La formazione secondo Aprea

Ha colto un po’ tutti di sorpresa l’introduzione, nel nuovo decreto legge 9 agosto 2022, n. 115 “Aiuti-bis”, dell’articolo 38 inerente la formazione dei cosiddetti “insegnanti esperti”. L’accoglienza di tale proposta, caldeggiata da Forza Italia soprattutto per voce dell’On. Valentina Aprea, sa tanto di scambio politico: lasciar passare un tassello del progetto di una scuola meritocratica in cambio del sostegno all’impianto generale del decreto stesso. L’On. Aprea non è nuova a visioni revisioniste sulla scuola come quando propose di riscrivere e ridimensionare gli organi Collegiali e la presenza delle RSU nelle scuole. Purtroppo tali visioni sono appoggiate ad una certa ideologia liberista che vedrebbe volentieri anche la regionalizzazione dell’istruzione.

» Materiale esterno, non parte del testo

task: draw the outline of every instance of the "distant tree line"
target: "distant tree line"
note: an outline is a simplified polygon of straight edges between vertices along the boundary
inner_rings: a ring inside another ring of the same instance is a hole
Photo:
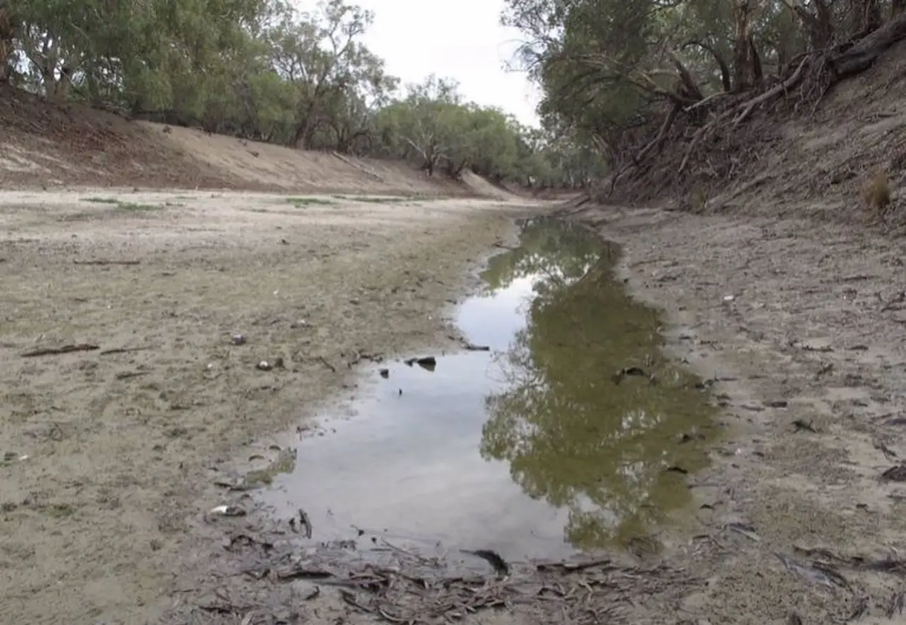
[[[467,168],[537,188],[603,173],[590,144],[465,101],[456,82],[400,86],[362,43],[368,11],[329,0],[0,0],[0,82],[52,102],[304,149]]]
[[[906,39],[906,0],[506,0],[544,125],[618,182],[716,185],[757,159],[757,111],[814,111]],[[759,136],[759,132],[761,136]]]

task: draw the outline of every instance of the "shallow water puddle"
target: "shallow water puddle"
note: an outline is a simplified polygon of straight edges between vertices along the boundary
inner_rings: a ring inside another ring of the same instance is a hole
[[[657,313],[613,280],[617,255],[578,226],[526,222],[458,310],[490,351],[375,368],[356,416],[302,440],[265,503],[304,508],[319,542],[361,531],[516,560],[657,532],[689,502],[713,409],[660,354]]]

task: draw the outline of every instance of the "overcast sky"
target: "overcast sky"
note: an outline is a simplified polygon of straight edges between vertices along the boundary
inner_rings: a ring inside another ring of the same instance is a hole
[[[536,91],[503,64],[519,33],[500,25],[503,0],[352,0],[374,14],[364,42],[403,83],[430,73],[455,78],[467,100],[499,106],[537,125]]]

Venendo ai fatti, ciò che in sede di Consiglio di Ministri è stato approvato è l’introduzione di una formazione ristretta a poche migliaia di insegnanti (forse uno per istituto a riforma completata), di durata triennale da ripetersi tre volte (quindi nove anni), superata la quale questi potranno accedere al titolo di “insegnante esperto”, con una remunerazione aggiuntiva annua di oltre 5.000 euro.

Un’idea che in pochi giorni (nonostante l’Agosto corrente) ha visto il sollevamento del mondo della scuola, di chi la conosce da dentro ed è ormai ipersensibile alle manovre scellerate che i vari governi abitudinariamente effettuano su di essa. Non può sfuggire infatti la prossimità delle elezioni politiche ed il presumibile scopo mediatico nel propinare al grande pubblico facili e fasulle soluzioni propagandistiche. Vediamo dunque:

  1. Il tempo per l’attuazione di tale riforma è pianificato in dieci anni, un tempo comunque assurdo considerando le urgenze della scuola.
  2. Una formazione diretta a pochissimi insegnanti (tra 9 anni si avrà circa 1 docente esperto su 100) che non ha quindi possibilità alcuna di incidere significativamente sulla qualità dell’azione educativa scolastica .
  3. Il chiaro scopo di generare attraverso l’incentivo offerto a pochi un effetto domino sugli altri appare insensato e offensivo nei confronti del corpo insegnante che, sottopagato, già rattoppa “ a mani nude” le falle di una scuola abbandonata dalla politica e necessita di ben altro modo di formarsi.
  4. La formazione non darà titolo per ricoprire incarichi di responsabilità nell’istituto di appartenenza. Non servirà dunque che a creare conflitti tra insegnanti e con i genitori, questi ultimi solleticati a scegliere per i propri figli le classi in cui operano i “docenti esperti”.
  5. La formazione del “docente esperto” è dunque una formazione in solitudine, il contrario esatto della formazione cooperativa, dello scambio di esperienze, di metodologie, di ricerca tra insegnanti, ciò di cui ha veramente bisogno la scuola se vuole insegnare a sua volta agli studenti la ricerca e il lavoro cooperativo.
  6. Si spenderebbero ingenti quantità di fondi pubblici che andrebbero ad agenzie private specializzate in formazione, su temi che servirebbero presumibilmente la burocrazia e la gestione, quindi utili principalmente ai dirigenti (compilazioni registri e valutazioni, sicurezza, digitalizzazione…), come avviene ormai da tempo, anziché riversarsi sulla qualità educativo-didattica necessaria agli allievi.

La formazione degli insegnanti è una delle priorità per la scuola ma occorre partire da presupposti ben diversi: dalla ricerca-azione, dal confronto con le esperienze pedagogiche e didattiche innovative, dalla possibilità di condurre sperimentazioni sostenute dalle Università.

Attendiamo con speranza un passo indietro nell’esame parlamentare del testo ma è necessario, anche più, fare passi avanti nella soluzione dei tanti problemi che attanagliano la scuola da troppo tempo, con saggezza pedagogica e onestà politica, con la testa ed il cuore rivolti al futuro dei nostri giovani e della società.